But recollection can also trip us up. For one, we have poor memory. The more we remember an incident the more we distort it. So I seem to remember "how I used to go ... with shouts of joy and praise among the festive throng" (42), glossing over all those other blemishes I'd rather not remember. The sense of the strange indifference of God wearies me when, by the rivers of a place I do not call home, I remember Zion and what it used to mean.

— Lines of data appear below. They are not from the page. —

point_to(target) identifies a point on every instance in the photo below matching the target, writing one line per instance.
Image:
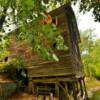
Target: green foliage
(90, 51)
(87, 5)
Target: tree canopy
(90, 51)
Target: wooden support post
(51, 96)
(62, 92)
(30, 85)
(74, 91)
(56, 90)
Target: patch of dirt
(26, 96)
(22, 96)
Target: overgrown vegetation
(90, 51)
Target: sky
(86, 21)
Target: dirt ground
(25, 96)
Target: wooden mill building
(63, 79)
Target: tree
(87, 5)
(90, 51)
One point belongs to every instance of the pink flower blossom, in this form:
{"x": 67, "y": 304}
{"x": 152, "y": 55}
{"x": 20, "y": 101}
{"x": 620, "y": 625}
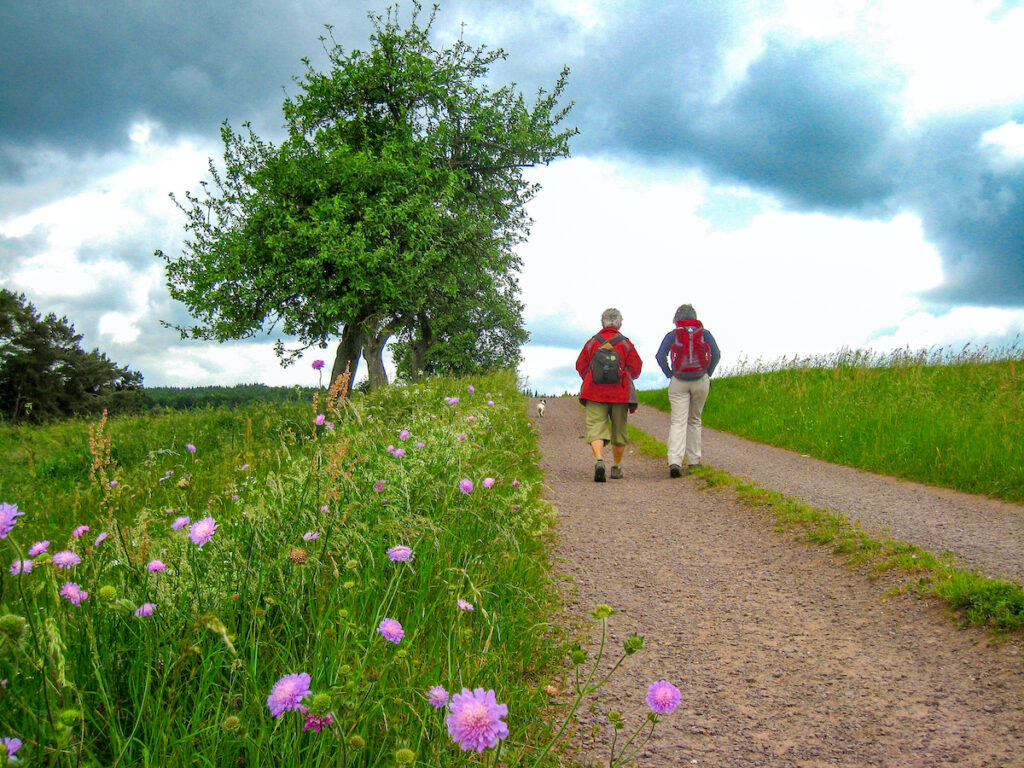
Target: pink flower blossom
{"x": 74, "y": 593}
{"x": 7, "y": 514}
{"x": 400, "y": 553}
{"x": 66, "y": 558}
{"x": 202, "y": 530}
{"x": 474, "y": 719}
{"x": 437, "y": 696}
{"x": 663, "y": 696}
{"x": 391, "y": 630}
{"x": 288, "y": 693}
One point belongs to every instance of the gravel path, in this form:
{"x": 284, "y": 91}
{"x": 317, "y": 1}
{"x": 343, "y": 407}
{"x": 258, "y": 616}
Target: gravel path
{"x": 984, "y": 534}
{"x": 784, "y": 655}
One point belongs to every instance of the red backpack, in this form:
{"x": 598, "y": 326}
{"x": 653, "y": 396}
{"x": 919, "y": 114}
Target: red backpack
{"x": 689, "y": 353}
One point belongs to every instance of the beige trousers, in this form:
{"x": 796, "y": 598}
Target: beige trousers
{"x": 687, "y": 399}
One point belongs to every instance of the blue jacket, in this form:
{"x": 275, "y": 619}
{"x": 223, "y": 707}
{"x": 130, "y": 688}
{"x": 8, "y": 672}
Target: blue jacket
{"x": 663, "y": 356}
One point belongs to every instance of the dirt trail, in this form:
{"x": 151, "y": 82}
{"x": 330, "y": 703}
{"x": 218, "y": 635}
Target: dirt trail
{"x": 984, "y": 534}
{"x": 784, "y": 656}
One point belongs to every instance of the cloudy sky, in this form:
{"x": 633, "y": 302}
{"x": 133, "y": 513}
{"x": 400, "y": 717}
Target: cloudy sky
{"x": 809, "y": 174}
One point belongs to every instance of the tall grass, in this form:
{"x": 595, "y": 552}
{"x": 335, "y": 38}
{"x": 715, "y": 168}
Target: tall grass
{"x": 295, "y": 580}
{"x": 955, "y": 421}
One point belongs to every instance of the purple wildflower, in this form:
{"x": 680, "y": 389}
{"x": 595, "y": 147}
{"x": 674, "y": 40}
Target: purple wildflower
{"x": 202, "y": 530}
{"x": 74, "y": 593}
{"x": 7, "y": 514}
{"x": 288, "y": 693}
{"x": 391, "y": 631}
{"x": 399, "y": 553}
{"x": 66, "y": 558}
{"x": 437, "y": 696}
{"x": 663, "y": 696}
{"x": 474, "y": 720}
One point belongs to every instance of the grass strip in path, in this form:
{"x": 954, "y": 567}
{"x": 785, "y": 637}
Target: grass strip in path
{"x": 990, "y": 602}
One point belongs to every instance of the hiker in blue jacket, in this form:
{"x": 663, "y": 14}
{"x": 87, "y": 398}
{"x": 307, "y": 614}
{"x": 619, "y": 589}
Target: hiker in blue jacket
{"x": 687, "y": 356}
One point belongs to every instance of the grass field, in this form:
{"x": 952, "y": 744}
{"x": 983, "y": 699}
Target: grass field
{"x": 236, "y": 559}
{"x": 955, "y": 422}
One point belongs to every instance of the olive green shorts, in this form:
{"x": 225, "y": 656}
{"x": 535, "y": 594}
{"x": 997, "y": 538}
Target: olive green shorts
{"x": 606, "y": 421}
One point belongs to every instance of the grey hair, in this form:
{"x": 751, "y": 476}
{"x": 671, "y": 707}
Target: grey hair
{"x": 686, "y": 311}
{"x": 612, "y": 317}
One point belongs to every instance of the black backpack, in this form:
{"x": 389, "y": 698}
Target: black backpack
{"x": 606, "y": 365}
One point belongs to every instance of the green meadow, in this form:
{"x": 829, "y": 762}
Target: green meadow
{"x": 951, "y": 421}
{"x": 232, "y": 552}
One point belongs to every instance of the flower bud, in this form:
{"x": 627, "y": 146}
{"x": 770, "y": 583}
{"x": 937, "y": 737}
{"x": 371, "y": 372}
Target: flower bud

So does the psalmists' practice of recollection do more harm than good? Does it clot the blood or rip the wound open again? I think what makes the difference is what we remember. The psalmists call to mind (1) God and who he is, (2) the acts of God throughout human history, and (3) God's Law. So the psalmist is not trying to remember all those subjective experiences he had of God, fallible as they are. Remembering my own past is easy enough; my depression lends itself to easing into thoughts of the glory days. The psalmist instead focuses on the objective fact of God: who he is, what he has done in the large scheme of things, and who we are to him.
And I guess this is why I'm writing a blog - to help myself think about "whatever is true, whatever is noble, whatever is right, whatever is pure, whatever is lovely, whatever is admirable..." I write to help myself think of the culmination of all these qualities in one being, God. I do not know if God will cure my depression or loneliness, but maybe I will find some bit of comfort in thinking in him.